DIOCESI – La parola più semplice e più scomoda di tutta la Scrittura ci viene proposta oggi. Una parola che possiamo riassumere in un solo termine che ci mette sempre in crisi, in discussione, che, cristianamente parlando, non ci fa mai dormire sonni tranquilli.
…l’altro…colui del quale il Signore ci dice “non il diverso da te, non il lontano da te, non lo sconosciuto a te, ma il fratello, colui che cammina sulla tua stessa strada, che condivide la tua stessa strada”.
L’altro…colui che mi è scomoda perché mi ricorda che non sono il solo o la sola a questo mondo.
La Parola di questa domenica è martellante in questo senso.
Comincia il profeta Ezechiele a cui Dio rivolge queste parole: «Se io dico al malvagio: “Malvagio tu morirai” e tu non parli perché il malvagio desista dalla sua condotta, egli, il malvagio, morirà per la sua iniquità, ma della sua morte io domanderò conto a te».
C’è una responsabilità che il Signore chiede a ciascuno di noi, il sentirsi responsabili del fratello, della sua vita, delle sue azioni, quella responsabilità che ci porta a vedere l’altro come qualcuno di cui aver cura, come quel qualcuno a cui rivolgere sempre la stessa domanda che Dio rivolse all’uomo nel giardino di Eden: «Dove sei?». Una domanda non inquisitoria ma che tira fuori la vera preoccupazione per chi ci è accanto, che ci sollecita ad allargare lo sguardo, a non auto centrarci ed a prendere consapevolezza che la vita, in ogni suo aspetto, è tale perché ci chiama alla relazione.

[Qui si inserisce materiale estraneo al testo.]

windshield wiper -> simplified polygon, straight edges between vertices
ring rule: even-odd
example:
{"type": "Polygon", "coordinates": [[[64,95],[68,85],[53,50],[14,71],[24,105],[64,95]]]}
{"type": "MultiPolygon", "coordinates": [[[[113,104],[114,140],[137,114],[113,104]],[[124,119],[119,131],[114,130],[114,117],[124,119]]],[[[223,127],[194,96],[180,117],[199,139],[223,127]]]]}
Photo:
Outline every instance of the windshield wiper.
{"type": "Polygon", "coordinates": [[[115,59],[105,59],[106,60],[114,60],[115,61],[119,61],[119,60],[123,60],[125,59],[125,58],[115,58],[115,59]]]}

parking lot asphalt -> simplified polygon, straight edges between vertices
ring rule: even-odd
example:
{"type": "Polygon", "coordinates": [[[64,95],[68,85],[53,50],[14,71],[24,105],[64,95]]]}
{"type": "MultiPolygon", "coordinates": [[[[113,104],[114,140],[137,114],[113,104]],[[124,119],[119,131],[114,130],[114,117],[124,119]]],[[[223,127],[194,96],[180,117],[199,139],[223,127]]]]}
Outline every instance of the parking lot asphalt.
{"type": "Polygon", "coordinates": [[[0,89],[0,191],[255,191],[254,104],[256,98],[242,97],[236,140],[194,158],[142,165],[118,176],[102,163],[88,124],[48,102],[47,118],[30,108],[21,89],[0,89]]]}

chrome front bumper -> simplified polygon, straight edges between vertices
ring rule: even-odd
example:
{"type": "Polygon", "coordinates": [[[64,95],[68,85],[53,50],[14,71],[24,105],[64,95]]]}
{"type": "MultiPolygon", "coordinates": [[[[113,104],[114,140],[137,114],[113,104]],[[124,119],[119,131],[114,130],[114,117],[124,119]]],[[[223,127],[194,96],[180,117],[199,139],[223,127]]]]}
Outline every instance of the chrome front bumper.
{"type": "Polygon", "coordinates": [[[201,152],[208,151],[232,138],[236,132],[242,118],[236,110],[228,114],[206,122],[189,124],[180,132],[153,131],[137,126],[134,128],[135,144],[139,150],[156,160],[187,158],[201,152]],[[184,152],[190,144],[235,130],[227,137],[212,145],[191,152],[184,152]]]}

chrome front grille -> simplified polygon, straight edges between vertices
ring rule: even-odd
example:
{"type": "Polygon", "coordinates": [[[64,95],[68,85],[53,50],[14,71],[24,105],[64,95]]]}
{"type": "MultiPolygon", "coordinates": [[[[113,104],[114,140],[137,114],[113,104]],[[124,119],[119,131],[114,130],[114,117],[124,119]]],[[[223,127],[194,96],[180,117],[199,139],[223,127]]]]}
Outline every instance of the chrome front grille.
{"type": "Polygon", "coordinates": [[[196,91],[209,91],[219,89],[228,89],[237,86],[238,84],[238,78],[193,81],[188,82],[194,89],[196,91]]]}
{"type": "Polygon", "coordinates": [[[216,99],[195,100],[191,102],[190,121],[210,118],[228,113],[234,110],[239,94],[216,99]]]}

San Paolo nella Lettera ai Romani scrive: «Fratelli, non siate debitori di nulla a nessuno se non dell’amore vicendevole, perché chi ama l’altro ha adempiuto la Legge».
A nessuno di noi piace essere in debito nei confronti di qualcun altro, essere debitori di qualcosa.
Eppure, è questa la condizione di vita che il Signore ci chiede: riconoscere sempre di non amare a sufficienza, di non spenderci a sufficienza per l’altro.
Perché è l’amore l’unica Legge a cui il Signore ci chiede di obbedire, perché è l’amore la sostanza di ogni nostro giorno, perché “quanto hai amato?” il Signore ci domanderà e non quanto siamo stati bravi ragazzi o brave ragazze, bravi fedeli o pii devoti.
E per l’altro occorre spendersi fino all’estremo. Leggiamo nel Vangelo: «Se il tuo fratello commetterà una colpa contro di te, va’ e ammoniscilo fra te e lui solo; se ti ascolterà, avrai guadagnato il tuo fratello; se non ascolterà, prendi ancora con te una o due persone, perché ogni cosa sia risolta sulla parola di due o tre testimoni. Se poi non ascolterà costoro, dillo alla comunità; e se non ascolterà neanche la comunità, sia per te come il pagano o il pubblicano».
Tutto questo non perché siamo possessori della verità e dobbiamo convincerne l’altro…no…solo in virtù di una parola: fratello. Solo perché l’altro è mio fratello. E mio fratello ha bisogno della mia cura, ed io ho bisogno di prendermi cura del fratello.
Il Signore ci chiede di investire in fraternità, perché, ce lo dice Lui stesso, il fratello è un guadagno, un bene prezioso per me e per tutti. Egli ci chiama a pensare sempre in termini di “noi” e non di “io”, perché non è la verità che ci legittima ma la fraternità.
«Perché dove sono due o tre riuniti nel mio nome, lì sono io in mezzo a loro».